The Federal Open Market Committee (FOMC) lowered its overnight borrowing rate to a target range of 4.25%-4.5%, marking the third consecutive reduction and one that comes with a cautionary tone about additional cuts in coming years.

Chair Jerome Powell stated, “Today was a closer call but we decided it was the right call.” The Fed indicated that it probably will only lower twice more in 2025, according to its closely watched “dot plot” matrix of individual members’ future rate expectations.

The FOMC also jacked up its projection for full-year 2024 gross domestic product growth to 2.5%, half a percentage point higher than September, but expects GDP to slow down to its long-term projection of 1.8% in the ensuing years.

Inflation remains above target, with headline and core inflation estimates pushed higher to respective rates of 2.4% and 2.8%, slightly higher than the Fed’s 2% goal. Despite this, officials are wary of keeping rates too high and risking an unnecessary slowdown in the economy.

The decision comes as President-elect Donald Trump has indicated plans for tariffs, tax cuts, and mass deportations that could be inflationary and complicate the central bank’s job. Powell said, “We need to take our time, not rush and make a very careful assessment, but only when we’ve actually seen what the policies are and how they’ve been implemented.”

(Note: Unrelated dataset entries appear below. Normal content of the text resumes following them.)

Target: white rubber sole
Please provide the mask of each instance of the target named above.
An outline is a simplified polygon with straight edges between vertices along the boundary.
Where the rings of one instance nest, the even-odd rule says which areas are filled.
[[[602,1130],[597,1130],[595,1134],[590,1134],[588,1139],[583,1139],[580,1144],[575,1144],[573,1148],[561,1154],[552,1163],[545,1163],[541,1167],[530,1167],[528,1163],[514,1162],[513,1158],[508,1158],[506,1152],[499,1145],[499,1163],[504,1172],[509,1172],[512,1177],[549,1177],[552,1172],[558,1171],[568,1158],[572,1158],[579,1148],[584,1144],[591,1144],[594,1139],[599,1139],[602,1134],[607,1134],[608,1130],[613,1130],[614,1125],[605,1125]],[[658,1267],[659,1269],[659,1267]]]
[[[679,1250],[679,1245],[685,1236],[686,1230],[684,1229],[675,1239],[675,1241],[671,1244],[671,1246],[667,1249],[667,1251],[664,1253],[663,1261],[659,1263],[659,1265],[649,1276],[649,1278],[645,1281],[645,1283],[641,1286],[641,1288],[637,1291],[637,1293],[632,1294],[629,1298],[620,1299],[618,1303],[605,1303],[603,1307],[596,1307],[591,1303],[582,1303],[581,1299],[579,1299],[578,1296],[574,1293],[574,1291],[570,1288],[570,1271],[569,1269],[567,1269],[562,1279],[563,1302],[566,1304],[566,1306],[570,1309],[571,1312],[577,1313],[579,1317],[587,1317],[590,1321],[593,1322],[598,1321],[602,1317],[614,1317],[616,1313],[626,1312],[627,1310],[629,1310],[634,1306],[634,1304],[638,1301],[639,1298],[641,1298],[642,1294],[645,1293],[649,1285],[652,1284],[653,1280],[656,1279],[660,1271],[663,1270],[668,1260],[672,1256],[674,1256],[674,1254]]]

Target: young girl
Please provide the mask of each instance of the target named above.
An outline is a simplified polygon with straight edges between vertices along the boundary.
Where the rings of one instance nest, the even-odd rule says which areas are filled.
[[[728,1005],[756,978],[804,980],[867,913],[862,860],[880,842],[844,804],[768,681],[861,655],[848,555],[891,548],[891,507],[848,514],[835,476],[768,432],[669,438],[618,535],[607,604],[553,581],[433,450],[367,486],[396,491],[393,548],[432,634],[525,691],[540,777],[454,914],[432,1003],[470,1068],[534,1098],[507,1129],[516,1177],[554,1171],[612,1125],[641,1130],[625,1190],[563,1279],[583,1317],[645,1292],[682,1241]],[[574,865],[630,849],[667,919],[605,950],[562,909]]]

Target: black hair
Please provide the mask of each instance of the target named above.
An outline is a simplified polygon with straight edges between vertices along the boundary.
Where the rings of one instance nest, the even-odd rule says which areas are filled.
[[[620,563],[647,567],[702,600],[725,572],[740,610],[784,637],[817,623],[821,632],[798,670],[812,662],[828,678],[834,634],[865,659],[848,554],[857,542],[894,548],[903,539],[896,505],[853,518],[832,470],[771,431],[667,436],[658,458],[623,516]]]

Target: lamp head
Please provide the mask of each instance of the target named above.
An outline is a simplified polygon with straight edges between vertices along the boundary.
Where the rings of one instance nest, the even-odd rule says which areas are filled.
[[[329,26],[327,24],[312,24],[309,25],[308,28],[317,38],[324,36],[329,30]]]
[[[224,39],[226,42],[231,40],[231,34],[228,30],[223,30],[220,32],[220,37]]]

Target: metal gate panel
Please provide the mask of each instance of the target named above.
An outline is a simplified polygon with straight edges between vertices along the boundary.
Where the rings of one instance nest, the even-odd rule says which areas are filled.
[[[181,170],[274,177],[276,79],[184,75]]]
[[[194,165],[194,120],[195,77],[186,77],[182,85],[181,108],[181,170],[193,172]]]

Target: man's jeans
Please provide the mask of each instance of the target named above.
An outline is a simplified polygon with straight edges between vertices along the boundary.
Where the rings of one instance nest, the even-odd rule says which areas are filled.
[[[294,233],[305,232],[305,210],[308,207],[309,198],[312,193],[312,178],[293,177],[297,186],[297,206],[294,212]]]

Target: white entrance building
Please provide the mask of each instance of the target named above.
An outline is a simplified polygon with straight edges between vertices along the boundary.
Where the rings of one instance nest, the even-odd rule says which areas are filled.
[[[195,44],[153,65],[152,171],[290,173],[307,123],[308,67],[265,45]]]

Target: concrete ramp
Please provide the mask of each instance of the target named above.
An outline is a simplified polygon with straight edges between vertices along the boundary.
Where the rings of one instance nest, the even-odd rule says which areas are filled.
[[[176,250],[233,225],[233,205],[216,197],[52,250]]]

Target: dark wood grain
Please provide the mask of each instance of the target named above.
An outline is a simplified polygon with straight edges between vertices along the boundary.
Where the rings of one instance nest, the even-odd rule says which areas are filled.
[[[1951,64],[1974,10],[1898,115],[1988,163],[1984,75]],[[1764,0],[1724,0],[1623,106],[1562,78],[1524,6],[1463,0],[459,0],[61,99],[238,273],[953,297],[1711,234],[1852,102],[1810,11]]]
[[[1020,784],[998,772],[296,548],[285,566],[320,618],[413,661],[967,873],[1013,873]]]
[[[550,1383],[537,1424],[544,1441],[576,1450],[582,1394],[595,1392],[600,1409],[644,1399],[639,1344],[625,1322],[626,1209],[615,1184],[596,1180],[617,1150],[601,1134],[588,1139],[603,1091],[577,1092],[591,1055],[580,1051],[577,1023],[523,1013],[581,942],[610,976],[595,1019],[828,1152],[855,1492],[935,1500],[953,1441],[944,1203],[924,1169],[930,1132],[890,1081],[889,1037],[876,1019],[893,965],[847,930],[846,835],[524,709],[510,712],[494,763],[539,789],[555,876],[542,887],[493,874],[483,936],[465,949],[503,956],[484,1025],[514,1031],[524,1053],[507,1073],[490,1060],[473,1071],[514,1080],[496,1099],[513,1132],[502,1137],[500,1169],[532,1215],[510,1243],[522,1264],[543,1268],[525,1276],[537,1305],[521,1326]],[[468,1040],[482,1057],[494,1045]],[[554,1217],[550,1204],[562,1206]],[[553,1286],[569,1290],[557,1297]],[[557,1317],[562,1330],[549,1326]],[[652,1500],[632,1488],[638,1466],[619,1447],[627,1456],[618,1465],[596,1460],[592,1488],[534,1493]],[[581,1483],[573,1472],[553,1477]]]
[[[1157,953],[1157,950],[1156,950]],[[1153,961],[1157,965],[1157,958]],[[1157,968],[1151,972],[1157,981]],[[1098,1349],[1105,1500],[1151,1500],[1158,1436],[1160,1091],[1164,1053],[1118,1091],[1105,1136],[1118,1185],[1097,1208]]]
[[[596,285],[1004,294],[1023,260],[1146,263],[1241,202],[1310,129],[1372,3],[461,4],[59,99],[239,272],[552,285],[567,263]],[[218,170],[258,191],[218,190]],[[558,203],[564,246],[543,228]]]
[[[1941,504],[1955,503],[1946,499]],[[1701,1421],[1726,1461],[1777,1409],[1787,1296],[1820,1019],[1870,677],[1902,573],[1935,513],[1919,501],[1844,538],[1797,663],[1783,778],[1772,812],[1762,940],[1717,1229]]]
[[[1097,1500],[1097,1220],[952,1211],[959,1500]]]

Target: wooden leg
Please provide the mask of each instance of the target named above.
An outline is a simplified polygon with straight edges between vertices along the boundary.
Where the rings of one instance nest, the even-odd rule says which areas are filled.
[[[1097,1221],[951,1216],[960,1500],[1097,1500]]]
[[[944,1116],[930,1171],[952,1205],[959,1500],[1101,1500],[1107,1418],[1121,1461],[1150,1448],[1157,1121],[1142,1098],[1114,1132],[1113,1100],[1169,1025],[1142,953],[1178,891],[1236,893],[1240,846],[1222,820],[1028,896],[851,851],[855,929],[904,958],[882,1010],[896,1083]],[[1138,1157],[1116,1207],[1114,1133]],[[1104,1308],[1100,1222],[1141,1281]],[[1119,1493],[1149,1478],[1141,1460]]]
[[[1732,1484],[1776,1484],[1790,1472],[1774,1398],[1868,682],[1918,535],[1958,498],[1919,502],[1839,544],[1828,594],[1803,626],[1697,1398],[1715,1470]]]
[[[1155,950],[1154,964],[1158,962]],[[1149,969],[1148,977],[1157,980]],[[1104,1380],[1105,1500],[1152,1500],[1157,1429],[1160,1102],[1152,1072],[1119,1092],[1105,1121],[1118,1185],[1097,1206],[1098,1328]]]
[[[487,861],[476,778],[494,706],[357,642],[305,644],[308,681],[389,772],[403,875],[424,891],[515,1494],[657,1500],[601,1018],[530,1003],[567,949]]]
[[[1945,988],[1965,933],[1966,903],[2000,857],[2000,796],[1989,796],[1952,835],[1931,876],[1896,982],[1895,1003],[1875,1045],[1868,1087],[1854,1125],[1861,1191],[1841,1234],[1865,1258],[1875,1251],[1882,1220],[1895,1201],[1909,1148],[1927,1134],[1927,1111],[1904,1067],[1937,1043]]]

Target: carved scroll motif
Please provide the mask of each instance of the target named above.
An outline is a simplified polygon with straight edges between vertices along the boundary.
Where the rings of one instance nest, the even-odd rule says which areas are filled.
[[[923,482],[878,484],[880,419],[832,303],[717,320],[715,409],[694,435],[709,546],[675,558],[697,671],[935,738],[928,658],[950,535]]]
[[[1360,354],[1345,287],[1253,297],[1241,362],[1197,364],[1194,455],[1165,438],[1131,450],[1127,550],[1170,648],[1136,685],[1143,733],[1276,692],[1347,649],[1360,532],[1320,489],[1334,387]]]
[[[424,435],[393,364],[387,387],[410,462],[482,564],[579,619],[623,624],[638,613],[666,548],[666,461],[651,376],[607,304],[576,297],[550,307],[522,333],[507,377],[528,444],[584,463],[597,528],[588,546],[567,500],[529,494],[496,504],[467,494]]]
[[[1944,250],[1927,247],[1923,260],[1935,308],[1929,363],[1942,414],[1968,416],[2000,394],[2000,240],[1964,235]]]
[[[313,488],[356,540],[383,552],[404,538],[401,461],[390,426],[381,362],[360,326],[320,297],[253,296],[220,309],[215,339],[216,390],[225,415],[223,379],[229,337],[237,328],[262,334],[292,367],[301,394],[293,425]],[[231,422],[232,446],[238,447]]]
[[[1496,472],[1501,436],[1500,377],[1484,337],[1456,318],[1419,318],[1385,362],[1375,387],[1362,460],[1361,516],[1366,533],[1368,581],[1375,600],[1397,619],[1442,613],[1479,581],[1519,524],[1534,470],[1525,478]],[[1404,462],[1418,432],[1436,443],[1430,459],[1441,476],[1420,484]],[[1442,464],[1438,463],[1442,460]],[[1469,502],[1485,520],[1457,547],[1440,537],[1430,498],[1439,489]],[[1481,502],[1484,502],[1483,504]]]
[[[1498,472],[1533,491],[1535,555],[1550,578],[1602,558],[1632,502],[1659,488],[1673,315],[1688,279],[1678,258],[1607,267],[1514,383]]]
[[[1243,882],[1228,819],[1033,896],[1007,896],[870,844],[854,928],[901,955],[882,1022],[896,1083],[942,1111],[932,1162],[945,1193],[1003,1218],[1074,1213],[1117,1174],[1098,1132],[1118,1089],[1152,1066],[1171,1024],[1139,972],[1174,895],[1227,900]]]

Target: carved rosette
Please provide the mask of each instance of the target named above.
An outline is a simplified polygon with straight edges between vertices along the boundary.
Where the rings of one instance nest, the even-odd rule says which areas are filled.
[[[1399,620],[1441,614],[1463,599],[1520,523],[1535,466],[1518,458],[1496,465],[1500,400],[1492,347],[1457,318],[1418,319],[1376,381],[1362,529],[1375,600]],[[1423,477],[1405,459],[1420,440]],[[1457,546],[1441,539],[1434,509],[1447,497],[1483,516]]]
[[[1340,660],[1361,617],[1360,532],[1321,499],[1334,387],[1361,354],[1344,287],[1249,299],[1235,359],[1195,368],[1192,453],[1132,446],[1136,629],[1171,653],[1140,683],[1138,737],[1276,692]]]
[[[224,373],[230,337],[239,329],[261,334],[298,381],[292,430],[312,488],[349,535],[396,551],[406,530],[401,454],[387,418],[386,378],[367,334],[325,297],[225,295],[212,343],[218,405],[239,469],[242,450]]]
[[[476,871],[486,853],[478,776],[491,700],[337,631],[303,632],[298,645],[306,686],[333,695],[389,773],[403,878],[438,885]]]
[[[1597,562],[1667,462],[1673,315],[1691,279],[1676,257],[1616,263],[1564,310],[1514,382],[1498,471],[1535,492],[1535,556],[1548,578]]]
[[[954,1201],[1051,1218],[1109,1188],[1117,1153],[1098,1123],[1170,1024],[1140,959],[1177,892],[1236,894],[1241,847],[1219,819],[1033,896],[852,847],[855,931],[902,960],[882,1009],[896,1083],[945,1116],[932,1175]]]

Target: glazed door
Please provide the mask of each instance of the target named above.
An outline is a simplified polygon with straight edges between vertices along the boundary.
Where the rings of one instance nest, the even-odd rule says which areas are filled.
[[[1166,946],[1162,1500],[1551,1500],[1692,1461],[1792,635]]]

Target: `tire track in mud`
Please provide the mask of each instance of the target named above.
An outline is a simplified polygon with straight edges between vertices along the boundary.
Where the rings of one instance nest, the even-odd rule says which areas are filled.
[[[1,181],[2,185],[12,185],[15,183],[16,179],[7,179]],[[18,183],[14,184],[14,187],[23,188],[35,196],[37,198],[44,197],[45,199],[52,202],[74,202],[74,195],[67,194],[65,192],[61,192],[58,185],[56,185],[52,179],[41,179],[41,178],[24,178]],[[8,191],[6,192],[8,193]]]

The Fed will have cut benchmark rates by a full percentage point since September, but markets have taken the opposite tack, with mortgage rates and Treasury yields rising sharply. The policy-sensitive 2-year Treasury yield jumped to 4.3%, putting it above the range of the Fed’s rate.

The FOMC adjusted the rate it pays on its overnight repo facility to the bottom end of the fed funds rate, effectively setting a floor for the funds rate.